There is an alternative approach to enabling observability at the edge – pushing analytics to where events are happening and pairing it with the ability to dynamically control what is being analyzed in real time. We call this “dynamic edge observability,” or what you might call a “small data” strategy. This approach enables teams to conduct and retrieve analyzed data in real time, evolving based on the raw data generated by the edge infrastructure. This provides unparalleled specificity and flexibility, accelerating incident response while keeping costs stable even as businesses analyze more data.
Yet big data and small data are not mutually exclusive: big data can provide the context needed to better leverage the hyperspecific approach of small data. Let’s take a closer look at how big data and small data approaches to observability compare, how small data can dynamically generate insights, and how the two approaches can work in tandem.
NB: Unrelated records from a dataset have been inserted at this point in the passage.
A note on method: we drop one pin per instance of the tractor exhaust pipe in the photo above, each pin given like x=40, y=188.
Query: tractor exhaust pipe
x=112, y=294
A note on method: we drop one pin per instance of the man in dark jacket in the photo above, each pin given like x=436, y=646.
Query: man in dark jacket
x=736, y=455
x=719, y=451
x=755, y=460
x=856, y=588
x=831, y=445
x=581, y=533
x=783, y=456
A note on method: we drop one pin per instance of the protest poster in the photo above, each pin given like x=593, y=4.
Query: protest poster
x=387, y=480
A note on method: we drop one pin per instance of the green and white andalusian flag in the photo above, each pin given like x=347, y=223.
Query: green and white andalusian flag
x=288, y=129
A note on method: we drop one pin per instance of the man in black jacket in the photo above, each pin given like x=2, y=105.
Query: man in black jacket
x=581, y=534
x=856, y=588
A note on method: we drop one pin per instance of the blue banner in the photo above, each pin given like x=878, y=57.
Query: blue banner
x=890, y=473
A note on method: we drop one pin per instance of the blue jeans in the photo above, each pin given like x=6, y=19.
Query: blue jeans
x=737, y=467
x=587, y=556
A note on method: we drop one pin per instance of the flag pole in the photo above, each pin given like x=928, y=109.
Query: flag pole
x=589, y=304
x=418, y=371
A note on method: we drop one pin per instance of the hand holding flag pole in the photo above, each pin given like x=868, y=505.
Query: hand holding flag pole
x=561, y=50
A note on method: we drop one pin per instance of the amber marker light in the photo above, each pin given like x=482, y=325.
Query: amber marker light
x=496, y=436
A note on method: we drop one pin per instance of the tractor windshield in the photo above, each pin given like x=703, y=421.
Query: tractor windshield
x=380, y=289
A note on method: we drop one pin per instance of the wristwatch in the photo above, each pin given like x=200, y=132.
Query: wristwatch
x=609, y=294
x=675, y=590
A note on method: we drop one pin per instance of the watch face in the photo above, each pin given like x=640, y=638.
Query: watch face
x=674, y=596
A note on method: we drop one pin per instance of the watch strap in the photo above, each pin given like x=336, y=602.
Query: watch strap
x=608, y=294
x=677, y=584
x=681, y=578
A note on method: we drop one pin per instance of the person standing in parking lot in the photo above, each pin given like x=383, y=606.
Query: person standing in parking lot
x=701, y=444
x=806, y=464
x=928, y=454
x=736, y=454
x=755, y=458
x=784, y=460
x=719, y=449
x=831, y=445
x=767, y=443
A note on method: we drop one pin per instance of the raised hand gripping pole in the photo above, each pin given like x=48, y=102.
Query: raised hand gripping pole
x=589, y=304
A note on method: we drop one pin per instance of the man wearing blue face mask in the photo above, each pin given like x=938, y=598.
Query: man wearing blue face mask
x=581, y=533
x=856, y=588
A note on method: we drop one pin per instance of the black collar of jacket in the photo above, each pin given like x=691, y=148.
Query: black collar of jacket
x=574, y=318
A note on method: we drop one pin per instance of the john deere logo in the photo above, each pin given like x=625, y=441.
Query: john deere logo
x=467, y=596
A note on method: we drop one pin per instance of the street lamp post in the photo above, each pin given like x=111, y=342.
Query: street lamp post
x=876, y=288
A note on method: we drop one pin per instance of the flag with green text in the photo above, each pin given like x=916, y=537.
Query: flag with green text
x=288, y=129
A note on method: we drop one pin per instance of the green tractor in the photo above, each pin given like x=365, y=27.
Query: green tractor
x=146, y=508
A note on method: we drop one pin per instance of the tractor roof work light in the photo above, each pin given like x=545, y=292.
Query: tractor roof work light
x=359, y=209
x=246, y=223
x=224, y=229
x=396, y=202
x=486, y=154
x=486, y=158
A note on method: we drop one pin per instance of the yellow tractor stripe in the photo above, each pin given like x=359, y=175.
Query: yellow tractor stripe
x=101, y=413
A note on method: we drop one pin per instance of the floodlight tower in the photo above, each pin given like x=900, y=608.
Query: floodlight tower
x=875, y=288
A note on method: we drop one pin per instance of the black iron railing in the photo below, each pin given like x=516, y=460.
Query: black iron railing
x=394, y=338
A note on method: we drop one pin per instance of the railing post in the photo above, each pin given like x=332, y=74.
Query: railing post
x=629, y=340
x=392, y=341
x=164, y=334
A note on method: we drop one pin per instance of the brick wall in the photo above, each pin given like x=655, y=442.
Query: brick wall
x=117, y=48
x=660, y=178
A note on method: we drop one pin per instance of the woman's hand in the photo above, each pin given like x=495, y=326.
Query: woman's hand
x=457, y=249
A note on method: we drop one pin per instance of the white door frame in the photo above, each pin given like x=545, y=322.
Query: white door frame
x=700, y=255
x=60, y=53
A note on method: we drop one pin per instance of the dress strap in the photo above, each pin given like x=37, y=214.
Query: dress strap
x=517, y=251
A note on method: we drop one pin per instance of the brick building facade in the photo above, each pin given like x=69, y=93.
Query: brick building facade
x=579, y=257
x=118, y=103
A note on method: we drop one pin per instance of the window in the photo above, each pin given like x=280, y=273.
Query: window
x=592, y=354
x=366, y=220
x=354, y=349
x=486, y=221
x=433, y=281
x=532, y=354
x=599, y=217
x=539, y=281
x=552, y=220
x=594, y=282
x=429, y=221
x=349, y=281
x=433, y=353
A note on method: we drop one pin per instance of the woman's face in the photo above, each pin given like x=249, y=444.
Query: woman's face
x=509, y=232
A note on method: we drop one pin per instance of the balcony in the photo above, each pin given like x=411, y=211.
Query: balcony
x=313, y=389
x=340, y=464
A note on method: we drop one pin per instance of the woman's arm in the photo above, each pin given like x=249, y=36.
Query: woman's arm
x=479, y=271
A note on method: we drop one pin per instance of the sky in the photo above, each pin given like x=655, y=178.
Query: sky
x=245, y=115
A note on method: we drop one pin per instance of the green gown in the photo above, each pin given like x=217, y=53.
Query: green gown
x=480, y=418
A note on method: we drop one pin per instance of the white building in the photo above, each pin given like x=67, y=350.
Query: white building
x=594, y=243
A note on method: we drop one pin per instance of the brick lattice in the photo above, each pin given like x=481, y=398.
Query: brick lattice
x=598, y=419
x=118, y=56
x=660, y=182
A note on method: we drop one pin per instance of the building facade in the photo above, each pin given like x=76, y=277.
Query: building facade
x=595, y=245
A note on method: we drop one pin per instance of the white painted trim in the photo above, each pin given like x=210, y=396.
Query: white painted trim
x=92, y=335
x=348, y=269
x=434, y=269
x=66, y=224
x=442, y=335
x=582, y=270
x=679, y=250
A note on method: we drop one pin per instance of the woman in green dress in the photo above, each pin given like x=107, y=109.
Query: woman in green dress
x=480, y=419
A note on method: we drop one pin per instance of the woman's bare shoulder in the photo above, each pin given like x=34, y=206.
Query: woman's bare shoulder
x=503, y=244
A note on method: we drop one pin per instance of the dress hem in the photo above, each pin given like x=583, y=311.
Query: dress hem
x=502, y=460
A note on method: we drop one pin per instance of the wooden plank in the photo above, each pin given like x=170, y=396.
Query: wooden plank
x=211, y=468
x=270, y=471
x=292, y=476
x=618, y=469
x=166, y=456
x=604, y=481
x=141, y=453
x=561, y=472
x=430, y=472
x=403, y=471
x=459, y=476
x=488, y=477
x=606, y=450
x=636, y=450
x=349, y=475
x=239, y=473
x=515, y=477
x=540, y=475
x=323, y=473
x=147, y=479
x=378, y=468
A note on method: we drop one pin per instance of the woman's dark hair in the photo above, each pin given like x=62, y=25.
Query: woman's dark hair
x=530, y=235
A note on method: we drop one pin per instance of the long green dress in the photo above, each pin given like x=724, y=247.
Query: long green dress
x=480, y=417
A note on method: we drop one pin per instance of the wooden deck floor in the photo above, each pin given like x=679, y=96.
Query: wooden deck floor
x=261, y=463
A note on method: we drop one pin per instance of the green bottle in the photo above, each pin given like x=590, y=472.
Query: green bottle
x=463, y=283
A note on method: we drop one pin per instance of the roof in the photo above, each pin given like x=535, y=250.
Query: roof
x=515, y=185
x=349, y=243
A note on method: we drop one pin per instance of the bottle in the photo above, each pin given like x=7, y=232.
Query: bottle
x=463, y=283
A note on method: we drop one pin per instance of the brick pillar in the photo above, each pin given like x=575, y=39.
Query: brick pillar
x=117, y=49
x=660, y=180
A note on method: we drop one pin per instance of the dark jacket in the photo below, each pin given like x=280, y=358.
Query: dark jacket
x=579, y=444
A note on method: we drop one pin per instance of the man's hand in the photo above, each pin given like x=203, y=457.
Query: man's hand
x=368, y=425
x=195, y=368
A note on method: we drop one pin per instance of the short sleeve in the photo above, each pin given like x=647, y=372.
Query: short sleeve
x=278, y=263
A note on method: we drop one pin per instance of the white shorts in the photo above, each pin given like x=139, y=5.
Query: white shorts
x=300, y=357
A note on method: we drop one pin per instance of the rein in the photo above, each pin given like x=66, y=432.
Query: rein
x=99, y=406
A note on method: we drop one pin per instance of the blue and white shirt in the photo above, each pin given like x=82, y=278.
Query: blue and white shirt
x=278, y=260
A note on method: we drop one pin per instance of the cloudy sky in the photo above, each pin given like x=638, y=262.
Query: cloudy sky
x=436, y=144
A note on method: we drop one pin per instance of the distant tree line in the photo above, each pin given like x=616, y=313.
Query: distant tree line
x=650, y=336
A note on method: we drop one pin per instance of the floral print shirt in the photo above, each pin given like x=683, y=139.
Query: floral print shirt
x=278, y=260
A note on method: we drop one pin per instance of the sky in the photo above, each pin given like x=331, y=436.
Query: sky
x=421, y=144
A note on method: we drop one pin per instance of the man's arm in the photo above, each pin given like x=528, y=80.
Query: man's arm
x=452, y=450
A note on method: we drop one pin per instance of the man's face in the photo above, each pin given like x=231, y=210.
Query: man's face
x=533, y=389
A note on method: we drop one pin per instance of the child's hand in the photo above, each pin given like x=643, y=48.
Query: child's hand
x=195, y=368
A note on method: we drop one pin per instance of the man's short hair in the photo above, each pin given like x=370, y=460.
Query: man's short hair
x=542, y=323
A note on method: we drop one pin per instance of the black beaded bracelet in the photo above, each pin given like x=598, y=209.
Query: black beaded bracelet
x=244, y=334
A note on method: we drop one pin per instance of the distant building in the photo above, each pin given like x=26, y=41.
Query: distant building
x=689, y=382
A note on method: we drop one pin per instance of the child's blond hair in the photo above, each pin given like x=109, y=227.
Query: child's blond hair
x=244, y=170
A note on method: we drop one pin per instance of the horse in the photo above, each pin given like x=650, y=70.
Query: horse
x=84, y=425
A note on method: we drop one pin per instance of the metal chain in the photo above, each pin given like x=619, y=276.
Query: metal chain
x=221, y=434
See also: Legacy Systems Impede Deployment of Unified Observability
Explain big and small data observability strategies
The Big Data approach to observability involves bringing raw telemetry from the edge to a central repository where a SaaS or cloud provider can perform analysis on it to generate insights. When faced with the question of how much data to collect, teams often think “as much as possible” in hopes of having what they need when asking questions.
Unfortunately, this strategy has significant drawbacks. Transiting and storing so much data is expensive – as is paying for the analysis of that data – and often only a fraction of the data ends up offering meaningful insights. The process is often time-consuming, and waiting for an analysis introduces a lag between identifying issues and getting the information needed to fix them. Many companies generate so much data that they run out of quota or storage space, which forces them to settle for short retention times or pay more to ingest and store more data, leading to unreasonable costs.
In contrast, a dynamic edge observability strategy analyzes raw data streams where the data is generated and produces only “little data” – intelligently aggregated metrics and logs that provide direct insight. These results are available locally for immediate action and are also collected centrally for global visibility.
Small data also addresses some of the cost and logistical concerns of big data. Since each edge agent pushes a very small amount of data relative to a central repository of raw data, companies are less likely to run out of quota. Processing small amounts of data is faster and cheaper, especially on a large scale. The focus on collecting more signals and less noise means less money is spent storing unusable data.
Advocacy for small data
Edge agents can slice data into any dimension you need to investigate, allowing teams to instantly analyze a subset of relevant data. Therefore, small data can enable rapid response in a range of use cases where big data would be too slow and expensive.
For example, imagine a chain of stores with hundreds of stores has a single faulty cash register in one location. Analyzing this malfunction with a Big Data approach can work, but since you won’t know which of the thousands of machines needs to be analyzed and repaired, you will need to collect all data from all machines at all times. Instead, with a dynamic on-board observability policy, the operations group responsible for the repair could instruct the on-board observability agent to collect in-depth scans on the specific cash register IP address only when the problem occurs. From there, the group could quickly diagnose misconfigurations or other issues that occur, and then remove the request for further analysis, returning to basic observability.
Small data is also useful for responding to potential malicious activity. If a DNS provider notices a huge spike in traffic from a particular country, they can configure edge agents to provide more detail about top queries from that country. From there, examining the top requests might indicate bot traffic, suggest a DDoS attack, or merit further investigation.
Stay above water in a deluge of data
More data at the edge means more potential insights, but it can also lead to more resources being spent analyzing the data. And ultimately, the information produced may not be timely or useful. Even if an organization has found a way to manage its current volume of data, it will be a huge challenge to scale a big data approach without also incorporating a small data observability strategy. Small data observability can deliver the real-time insights that matter, enabling enterprises to maximize the availability of complex and growing infrastructures.